Currently, Hancock County High School offers full pathways in the fields of business, finance, culinary arts, early childhood education, diesel mechanics, agriculture, engineering, media arts, graphic design, healthcare, and information technology. Lori Roberts, who teaches in the business pathway, explained how the pathways fit within the state’s goals. “Kentucky has adopted sixteen ‘career clusters’ that encompass a wide variety of career opportunities. Within our small school, students are able to explore at least 13 of those career clusters, which is phenomenal for a school our size,” she said.
CTE Pathways also bridge the gap between high school academia and real-world applications. Greg Tate, who spent 25 years in marketing and graphic design in the business world prior to becoming an art teacher, strongly believes in the value of CTE pathways.
“Students completing pathways are more prepared for real life, real jobs, and have a real edge when they pursue further education,” Tate said. “I think the biggest advantage is all the experience that students get by using various programs and tools which are taught in each pathway.
For Graphic Design, we teach the fundamentals, and also computer programs for design, photo editing, and video editing.
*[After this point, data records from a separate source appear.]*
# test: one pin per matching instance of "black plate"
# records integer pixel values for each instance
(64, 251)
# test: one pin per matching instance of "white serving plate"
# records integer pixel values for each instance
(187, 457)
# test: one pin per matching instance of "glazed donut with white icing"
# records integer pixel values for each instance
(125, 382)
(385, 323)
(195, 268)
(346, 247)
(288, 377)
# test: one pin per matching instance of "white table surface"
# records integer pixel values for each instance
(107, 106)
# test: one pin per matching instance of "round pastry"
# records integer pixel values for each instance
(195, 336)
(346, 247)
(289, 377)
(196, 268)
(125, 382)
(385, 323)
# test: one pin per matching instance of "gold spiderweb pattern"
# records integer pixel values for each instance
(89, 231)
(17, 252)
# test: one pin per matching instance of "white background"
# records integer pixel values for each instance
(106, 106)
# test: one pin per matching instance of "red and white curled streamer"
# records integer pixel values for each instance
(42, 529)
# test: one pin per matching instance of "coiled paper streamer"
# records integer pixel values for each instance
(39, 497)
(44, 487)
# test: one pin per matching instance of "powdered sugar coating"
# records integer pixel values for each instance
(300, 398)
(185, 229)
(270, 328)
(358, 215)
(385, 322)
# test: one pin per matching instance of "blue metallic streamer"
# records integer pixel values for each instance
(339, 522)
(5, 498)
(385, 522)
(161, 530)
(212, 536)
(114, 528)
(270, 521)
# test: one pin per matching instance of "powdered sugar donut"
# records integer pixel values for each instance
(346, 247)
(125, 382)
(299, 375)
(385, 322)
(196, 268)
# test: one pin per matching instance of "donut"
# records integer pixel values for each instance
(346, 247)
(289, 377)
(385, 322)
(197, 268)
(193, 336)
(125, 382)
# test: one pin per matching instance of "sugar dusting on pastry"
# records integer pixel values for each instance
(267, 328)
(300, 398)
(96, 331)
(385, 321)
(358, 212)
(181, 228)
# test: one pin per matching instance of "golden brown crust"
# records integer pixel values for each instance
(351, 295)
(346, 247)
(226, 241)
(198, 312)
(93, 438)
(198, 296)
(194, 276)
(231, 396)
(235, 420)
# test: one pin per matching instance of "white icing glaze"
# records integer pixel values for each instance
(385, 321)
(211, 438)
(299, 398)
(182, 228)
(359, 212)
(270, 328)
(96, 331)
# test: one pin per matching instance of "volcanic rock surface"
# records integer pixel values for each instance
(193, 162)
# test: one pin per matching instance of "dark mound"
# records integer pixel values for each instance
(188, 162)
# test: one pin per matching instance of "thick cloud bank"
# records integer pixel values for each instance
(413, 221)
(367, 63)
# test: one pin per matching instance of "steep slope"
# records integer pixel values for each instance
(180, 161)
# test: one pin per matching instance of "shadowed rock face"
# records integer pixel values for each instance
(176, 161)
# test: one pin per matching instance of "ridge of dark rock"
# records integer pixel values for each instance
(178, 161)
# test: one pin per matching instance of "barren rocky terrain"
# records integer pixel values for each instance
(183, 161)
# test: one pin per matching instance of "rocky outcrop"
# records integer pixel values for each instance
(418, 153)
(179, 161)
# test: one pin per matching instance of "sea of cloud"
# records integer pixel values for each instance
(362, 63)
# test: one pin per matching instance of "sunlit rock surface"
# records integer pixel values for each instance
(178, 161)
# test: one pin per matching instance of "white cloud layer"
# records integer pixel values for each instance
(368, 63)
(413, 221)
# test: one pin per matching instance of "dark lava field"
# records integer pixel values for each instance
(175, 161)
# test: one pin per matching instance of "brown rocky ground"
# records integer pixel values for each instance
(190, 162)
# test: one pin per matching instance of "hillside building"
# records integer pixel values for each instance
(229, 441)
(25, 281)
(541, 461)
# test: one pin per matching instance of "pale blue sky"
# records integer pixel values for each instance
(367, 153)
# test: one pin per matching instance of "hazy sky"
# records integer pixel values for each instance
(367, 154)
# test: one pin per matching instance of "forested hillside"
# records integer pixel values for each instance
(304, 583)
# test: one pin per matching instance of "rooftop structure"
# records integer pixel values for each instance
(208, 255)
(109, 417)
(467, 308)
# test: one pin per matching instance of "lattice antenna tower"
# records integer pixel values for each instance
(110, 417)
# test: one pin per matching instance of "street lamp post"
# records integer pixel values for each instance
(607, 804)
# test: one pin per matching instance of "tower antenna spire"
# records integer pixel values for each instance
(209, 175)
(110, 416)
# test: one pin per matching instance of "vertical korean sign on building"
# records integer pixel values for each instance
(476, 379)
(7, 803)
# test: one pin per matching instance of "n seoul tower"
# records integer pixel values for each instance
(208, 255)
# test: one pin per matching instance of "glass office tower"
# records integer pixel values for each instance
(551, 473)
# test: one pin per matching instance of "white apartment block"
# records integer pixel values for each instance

Each pathway has a similar story with tools for their particular field of study.” Josh Smith, the CTE agriculture teacher, added that each pathway “provides a sense of structure and sequence which aligns a student’s courses and interests to not only become college/career ready but prepares them for the real world.”
Another pathway that relies heavily on the mastery of tools is Engineering. Larry Mattingly teaches CTE courses focused on engineering and design and described the rationale for offering such a challenging subject.
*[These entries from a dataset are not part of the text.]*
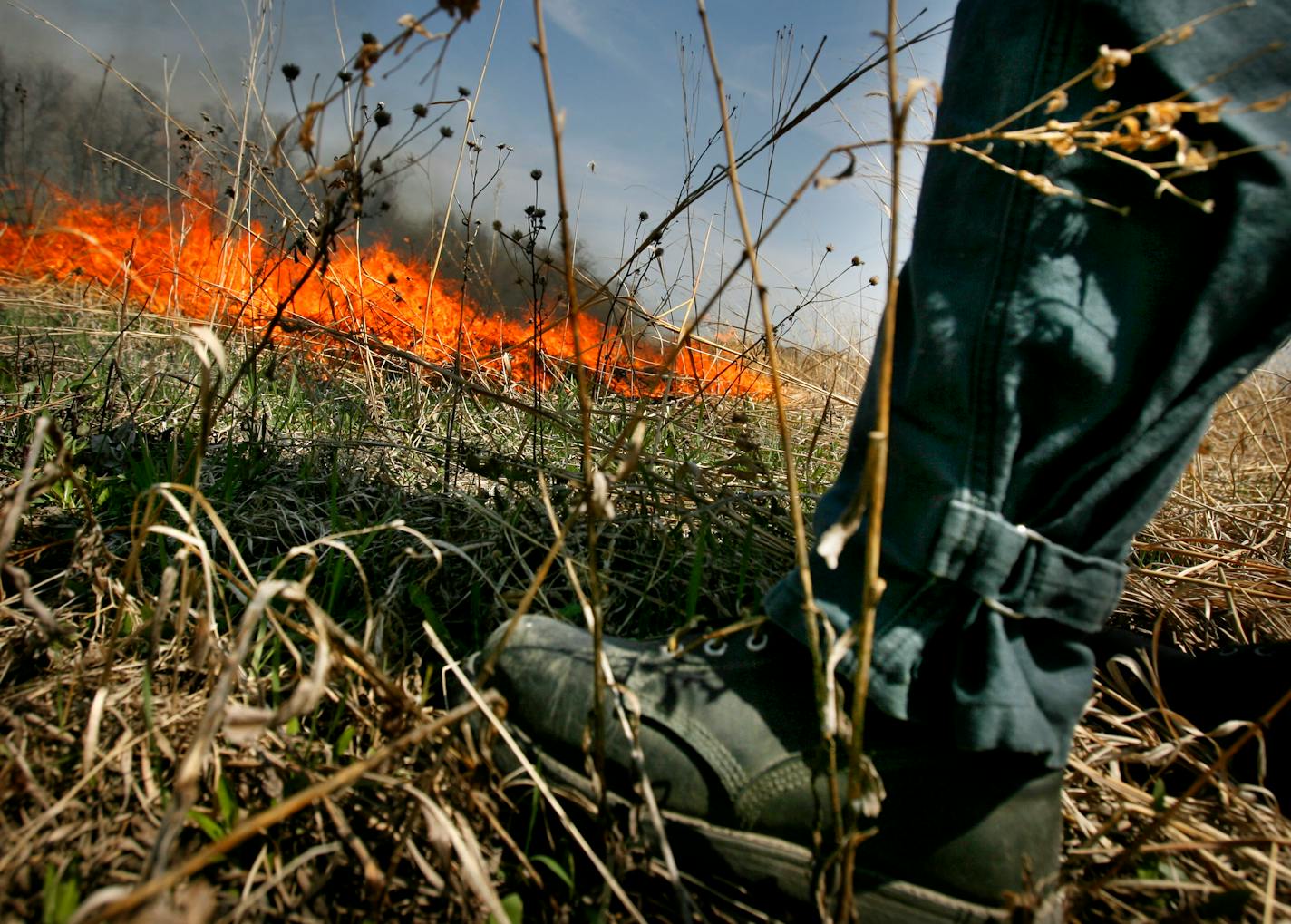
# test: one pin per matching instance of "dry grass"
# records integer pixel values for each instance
(284, 752)
(233, 595)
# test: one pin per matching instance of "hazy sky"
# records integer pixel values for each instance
(618, 76)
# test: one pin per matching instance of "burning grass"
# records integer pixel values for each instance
(233, 686)
(183, 261)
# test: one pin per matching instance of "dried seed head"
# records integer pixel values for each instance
(1105, 69)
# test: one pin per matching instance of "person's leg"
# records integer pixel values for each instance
(1056, 363)
(1055, 366)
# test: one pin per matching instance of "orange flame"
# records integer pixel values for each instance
(191, 266)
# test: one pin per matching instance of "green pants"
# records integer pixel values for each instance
(1056, 362)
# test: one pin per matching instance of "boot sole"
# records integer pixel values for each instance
(786, 869)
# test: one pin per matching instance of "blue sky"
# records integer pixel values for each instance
(618, 76)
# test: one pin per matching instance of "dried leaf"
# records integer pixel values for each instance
(1105, 67)
(244, 725)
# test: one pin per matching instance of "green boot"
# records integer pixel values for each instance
(731, 746)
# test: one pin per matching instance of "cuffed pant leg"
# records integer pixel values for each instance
(1056, 362)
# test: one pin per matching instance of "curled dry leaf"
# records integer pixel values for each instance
(244, 725)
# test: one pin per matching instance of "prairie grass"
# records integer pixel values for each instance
(239, 568)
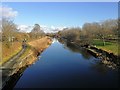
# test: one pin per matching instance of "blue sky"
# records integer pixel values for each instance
(62, 14)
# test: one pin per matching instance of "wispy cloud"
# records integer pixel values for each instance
(7, 12)
(25, 28)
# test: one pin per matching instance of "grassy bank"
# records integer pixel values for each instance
(34, 48)
(9, 52)
(111, 47)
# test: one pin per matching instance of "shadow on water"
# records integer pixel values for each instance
(75, 49)
(79, 70)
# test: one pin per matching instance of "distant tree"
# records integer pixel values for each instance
(36, 31)
(9, 28)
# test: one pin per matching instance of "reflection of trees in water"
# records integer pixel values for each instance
(99, 66)
(75, 49)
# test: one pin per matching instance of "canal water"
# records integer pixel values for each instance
(65, 66)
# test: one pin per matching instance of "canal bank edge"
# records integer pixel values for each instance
(35, 48)
(27, 58)
(107, 58)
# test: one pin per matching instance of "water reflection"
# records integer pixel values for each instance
(63, 65)
(73, 48)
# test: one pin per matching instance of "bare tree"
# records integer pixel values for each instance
(36, 31)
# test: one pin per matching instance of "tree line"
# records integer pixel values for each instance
(106, 31)
(10, 32)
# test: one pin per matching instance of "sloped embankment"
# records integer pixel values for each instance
(34, 48)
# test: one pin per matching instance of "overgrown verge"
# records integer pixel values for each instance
(34, 48)
(108, 58)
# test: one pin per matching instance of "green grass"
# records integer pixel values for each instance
(109, 46)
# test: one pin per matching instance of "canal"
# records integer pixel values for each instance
(65, 66)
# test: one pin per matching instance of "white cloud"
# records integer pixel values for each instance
(46, 29)
(25, 28)
(7, 12)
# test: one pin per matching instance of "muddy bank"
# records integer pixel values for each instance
(34, 48)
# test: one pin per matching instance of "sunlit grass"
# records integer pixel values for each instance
(8, 53)
(109, 46)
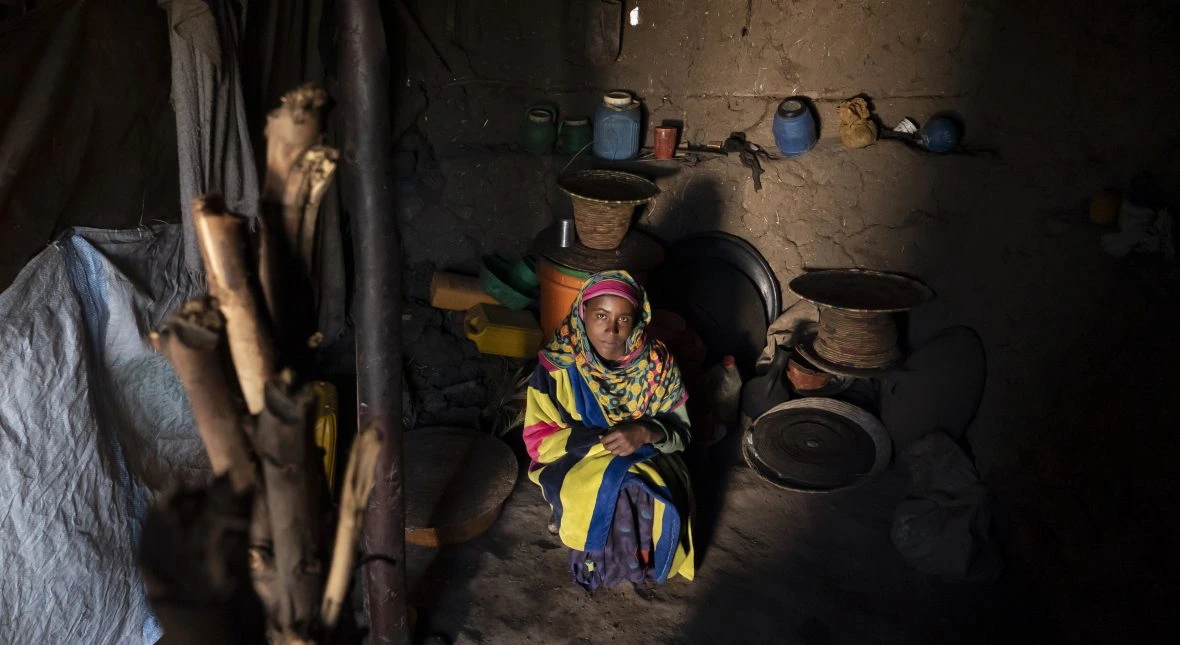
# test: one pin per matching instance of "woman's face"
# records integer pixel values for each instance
(609, 322)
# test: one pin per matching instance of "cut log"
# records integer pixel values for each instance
(223, 248)
(191, 342)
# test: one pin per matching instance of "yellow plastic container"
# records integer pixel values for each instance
(457, 293)
(327, 402)
(503, 331)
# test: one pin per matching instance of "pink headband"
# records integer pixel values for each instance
(611, 288)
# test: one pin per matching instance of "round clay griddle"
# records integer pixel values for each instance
(817, 445)
(637, 252)
(456, 482)
(860, 290)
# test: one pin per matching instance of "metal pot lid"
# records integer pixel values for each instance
(817, 445)
(860, 290)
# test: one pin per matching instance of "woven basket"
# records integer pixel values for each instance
(603, 204)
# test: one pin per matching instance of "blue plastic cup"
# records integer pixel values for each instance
(794, 127)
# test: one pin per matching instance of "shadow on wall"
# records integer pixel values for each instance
(1077, 400)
“We created the Engineering Design and Civil Engineering pathways to excite and drive interest in the understanding of how items are produced or constructed. Special attention is paid to the Mechanical Engineering field, as this is Hancock County’s largest demand area,” he said. By providing students with an opportunity to earn industry certifications in all pathways, including engineering, HCHS gives graduating students an advantage over other potential employees who are entering a career field.
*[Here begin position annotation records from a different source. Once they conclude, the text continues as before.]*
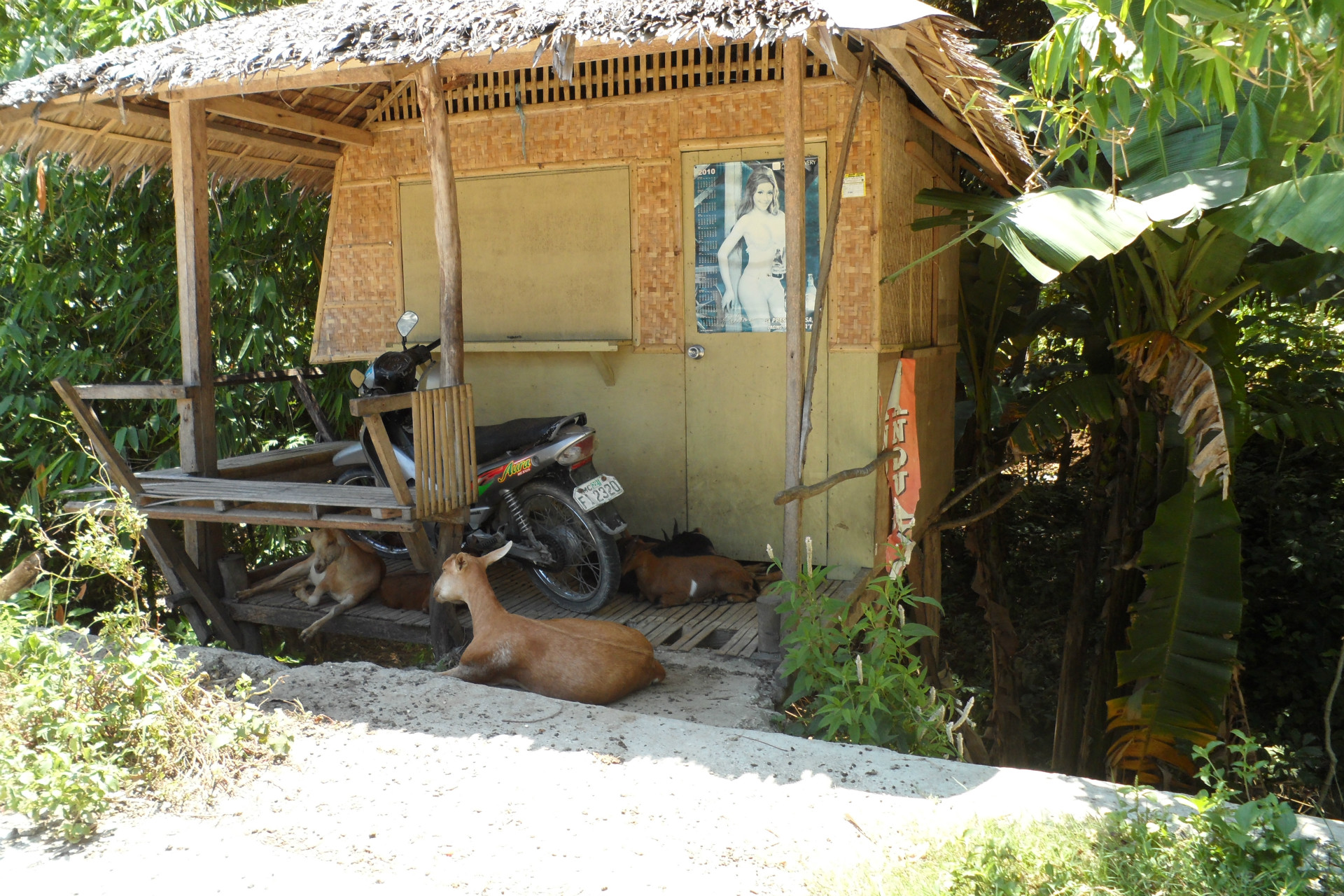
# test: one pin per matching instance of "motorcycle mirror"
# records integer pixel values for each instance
(406, 323)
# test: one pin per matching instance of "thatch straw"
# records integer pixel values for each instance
(355, 34)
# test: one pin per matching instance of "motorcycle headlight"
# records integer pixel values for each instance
(578, 451)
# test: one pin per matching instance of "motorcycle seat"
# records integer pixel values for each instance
(524, 431)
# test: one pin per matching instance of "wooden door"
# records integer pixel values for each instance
(736, 388)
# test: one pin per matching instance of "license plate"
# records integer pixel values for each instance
(597, 492)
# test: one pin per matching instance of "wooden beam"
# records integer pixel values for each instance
(964, 146)
(745, 140)
(272, 377)
(445, 630)
(292, 78)
(159, 118)
(379, 405)
(134, 391)
(260, 113)
(925, 160)
(416, 540)
(844, 64)
(796, 262)
(163, 540)
(447, 234)
(403, 630)
(195, 414)
(101, 133)
(828, 244)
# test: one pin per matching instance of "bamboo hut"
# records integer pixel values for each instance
(561, 216)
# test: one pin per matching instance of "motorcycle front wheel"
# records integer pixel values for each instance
(386, 545)
(588, 564)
Additionally, several of the pathways offered by Hancock County lead to careers identified by the Kentucky Cabinet for Education and Workforce Development as being in high demand across the Commonwealth.
For Roberts, providing students with an opportunity to explore one or multiple pathways prepares them to go beyond career training and gives them a platform to learn skills that will serve them their entire life. Mattingly agreed, saying that the courses offered through the school’s CTE pathways offer students the chance to develop critical thinking skills and insights into how to solve real-world challenges. When it comes to the importance of career and technical education, for the students who explore them, CTE courses aren’t just another subject in school but a preview of the wide-open road ahead.